Cela a eu lieu pendant une période où la situation dans les relations entre les deux grandes puissances mondiales, à savoir les États-Unis et la Chine, s’aggrave. Pour le second, le Myanmar est un voisin immédiat sur environ deux mille kilomètres. Au cours des décennies précédentes, des relations constructives avec ce pays (à l’époque du « duumvirat » mentionné et de la junte militaire actuelle au pouvoir) ont aidé, nous le répétons, Pékin à résoudre un problème politique et stratégique crucial pour lui.

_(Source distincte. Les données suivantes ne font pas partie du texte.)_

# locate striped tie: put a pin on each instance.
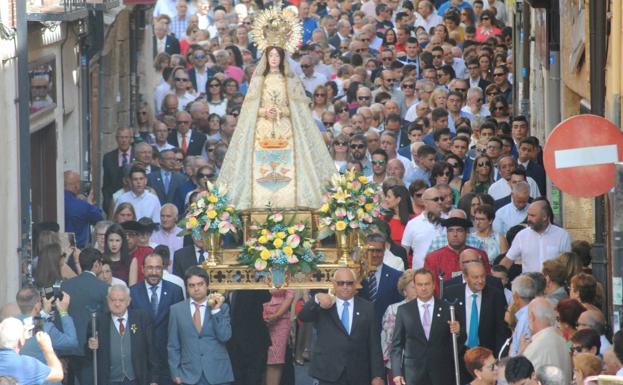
(372, 286)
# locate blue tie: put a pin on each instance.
(473, 340)
(154, 300)
(346, 317)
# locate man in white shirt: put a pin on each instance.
(145, 203)
(541, 241)
(421, 230)
(515, 212)
(426, 17)
(311, 78)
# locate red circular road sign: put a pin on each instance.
(579, 155)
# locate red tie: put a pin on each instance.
(121, 327)
(184, 144)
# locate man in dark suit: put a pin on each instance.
(155, 296)
(114, 163)
(164, 41)
(166, 181)
(88, 296)
(479, 309)
(348, 345)
(198, 331)
(248, 346)
(124, 347)
(422, 340)
(188, 256)
(381, 285)
(183, 137)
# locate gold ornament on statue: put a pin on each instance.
(277, 27)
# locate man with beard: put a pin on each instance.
(155, 296)
(421, 230)
(541, 241)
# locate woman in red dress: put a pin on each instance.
(398, 211)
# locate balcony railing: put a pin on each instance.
(56, 10)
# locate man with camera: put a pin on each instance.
(35, 310)
(26, 370)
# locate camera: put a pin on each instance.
(53, 291)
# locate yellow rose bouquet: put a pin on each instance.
(211, 212)
(350, 201)
(277, 244)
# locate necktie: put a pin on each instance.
(426, 323)
(154, 299)
(372, 286)
(121, 326)
(473, 324)
(346, 317)
(166, 179)
(197, 316)
(184, 144)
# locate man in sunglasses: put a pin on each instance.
(348, 345)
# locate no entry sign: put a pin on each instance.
(580, 153)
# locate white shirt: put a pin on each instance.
(422, 308)
(468, 307)
(501, 188)
(174, 279)
(534, 248)
(432, 21)
(418, 235)
(158, 291)
(393, 261)
(115, 321)
(339, 305)
(508, 216)
(145, 205)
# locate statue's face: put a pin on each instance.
(274, 59)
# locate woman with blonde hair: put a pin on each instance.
(319, 102)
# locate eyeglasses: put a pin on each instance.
(435, 199)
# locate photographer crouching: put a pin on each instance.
(36, 311)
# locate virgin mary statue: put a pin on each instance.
(276, 156)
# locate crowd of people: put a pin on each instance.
(414, 94)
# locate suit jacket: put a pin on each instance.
(183, 259)
(156, 180)
(420, 360)
(537, 172)
(492, 330)
(88, 296)
(357, 354)
(170, 294)
(193, 353)
(195, 145)
(386, 293)
(112, 179)
(139, 327)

Ce qui, bien sûr, ne correspond pas aux intérêts de son principal adversaire géopolitique. Jusqu’à présent, c’est la seule chose à dire sur la participation possible de Washington aux derniers événements dramatiques au Myanmar. Mais il est peu probable qu’il soit douteux que la déstabilisation de la situation avec la perspective de l’arrivée au pouvoir dans ce pays d’un gouvernement « démocratique » s’inscrive dans l’idéologie de politique étrangère de l’administration américaine actuelle.

Notons cependant que le contrôle aujourd’hui par les rebelles de certaines parties de la CMEC n’a pas encore eu d’impact négatif sur les sites déjà opérationnels de ce projet. Et on ne peut guère s’attendre à quelque chose à cet égard comme n’importe quel régime qui s’établira, après tout, à Naypyido. Car le maintien de relations constructives avec le grand voisin, la deuxième puissance mondiale, est pleinement et pleinement dans l’intérêt du Myanmar lui-même.

Enfin, soulignons une fois de plus qu’il ne faut pas exagérer le rôle des facteurs “externes” dans certains événements dramatiques qui se déroulent dans de nombreux pays de la région Indo-Pacifique, c’est-à-dire pas seulement au Myanmar.

À l’avis de l’auteur, bien que ce facteur soit sans aucun doute présent, il joue un rôle secondaire par rapport à diverses causes (principalement la nature « locale » et souvent profondément dans l’histoire) de l’apparition de problèmes aujourd’hui, à la fois dans un certain nombre de pays de l’ITR et dans les relations entre eux.

 

Vladimir TEREKHOV, expert sur les problèmes de la région Asie-Pacifique, spécialement pour le magazine en ligne « New Eastern Outlook ».